A lady goes to her parish priest one day and tells him, "Father,
I have a problem. I have two female parrots but they only know
how to say one thing." "What do they say?" the priest inquired.
"They say, 'Hi, we're prostitutes. Do you want to have some
fun?" "That's obscene!" the priest exclaimed, "I can see why you
are embarrassed." He thought a minute and then said, "You know,
I may have a solution to this problem. I have two male parrots
whom I have taught to pray and read the Bible.

Bring your two parrots over to my house and we will put them in
the cage with Francis and Job.

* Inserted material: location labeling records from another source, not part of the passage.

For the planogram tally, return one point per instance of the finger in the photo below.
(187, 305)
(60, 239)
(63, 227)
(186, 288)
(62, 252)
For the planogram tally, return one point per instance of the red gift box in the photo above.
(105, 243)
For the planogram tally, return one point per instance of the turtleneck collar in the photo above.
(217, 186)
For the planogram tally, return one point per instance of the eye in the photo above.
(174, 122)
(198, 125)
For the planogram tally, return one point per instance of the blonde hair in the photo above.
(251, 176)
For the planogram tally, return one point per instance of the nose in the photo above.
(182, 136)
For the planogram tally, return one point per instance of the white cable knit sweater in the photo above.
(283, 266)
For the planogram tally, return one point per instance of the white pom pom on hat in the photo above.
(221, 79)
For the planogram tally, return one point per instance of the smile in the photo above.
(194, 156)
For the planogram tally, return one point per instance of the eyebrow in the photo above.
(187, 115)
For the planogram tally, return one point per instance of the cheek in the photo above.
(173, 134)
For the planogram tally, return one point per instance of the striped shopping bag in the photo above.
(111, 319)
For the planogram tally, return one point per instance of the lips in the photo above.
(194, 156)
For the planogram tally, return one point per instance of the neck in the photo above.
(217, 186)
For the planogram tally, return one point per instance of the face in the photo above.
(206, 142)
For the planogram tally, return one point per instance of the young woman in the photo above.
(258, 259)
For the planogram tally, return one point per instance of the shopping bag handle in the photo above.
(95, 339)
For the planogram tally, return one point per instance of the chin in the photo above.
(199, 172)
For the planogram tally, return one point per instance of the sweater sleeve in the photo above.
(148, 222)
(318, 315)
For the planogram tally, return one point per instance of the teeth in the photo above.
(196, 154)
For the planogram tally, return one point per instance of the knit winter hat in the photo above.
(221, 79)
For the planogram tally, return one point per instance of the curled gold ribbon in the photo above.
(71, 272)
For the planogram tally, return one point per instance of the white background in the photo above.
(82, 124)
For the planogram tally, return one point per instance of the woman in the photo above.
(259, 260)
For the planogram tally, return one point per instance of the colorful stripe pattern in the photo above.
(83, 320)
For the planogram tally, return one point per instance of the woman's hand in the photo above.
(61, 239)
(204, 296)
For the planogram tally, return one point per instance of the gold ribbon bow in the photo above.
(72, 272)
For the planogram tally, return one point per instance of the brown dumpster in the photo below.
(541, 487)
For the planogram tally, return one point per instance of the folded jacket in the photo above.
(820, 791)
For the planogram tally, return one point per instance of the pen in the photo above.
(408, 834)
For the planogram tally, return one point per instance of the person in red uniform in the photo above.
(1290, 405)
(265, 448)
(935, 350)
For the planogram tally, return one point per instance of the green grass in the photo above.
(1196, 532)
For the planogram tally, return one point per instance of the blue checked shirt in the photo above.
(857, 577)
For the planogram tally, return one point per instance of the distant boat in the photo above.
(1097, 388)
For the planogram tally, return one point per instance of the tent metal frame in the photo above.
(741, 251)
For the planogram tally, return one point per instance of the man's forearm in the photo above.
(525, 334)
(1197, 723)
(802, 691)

My parrots can teach your parrots
to praise and worship. I'm sure your parrots will stop saying
that...that phrase in no time." "Thank you," the woman
responded, "this may very well be the solution."

The next day, she brought her female parrots to the priest's
house. As he ushered her in, she saw this two male parrots were
inside their cage, hold their rosary beads and praying.
Impressed, she walked over and placed her parrots in with them.
After just a couple of seconds, the female parrots exclaimed out
in unison, "Hi, we're prostitutes. Do you want to have some
fun?"

There was a stunned silence. Finally, one male parrot looked
over at the other male parrot and said, "Put the beads away,
Francis, our prayers have been answered!"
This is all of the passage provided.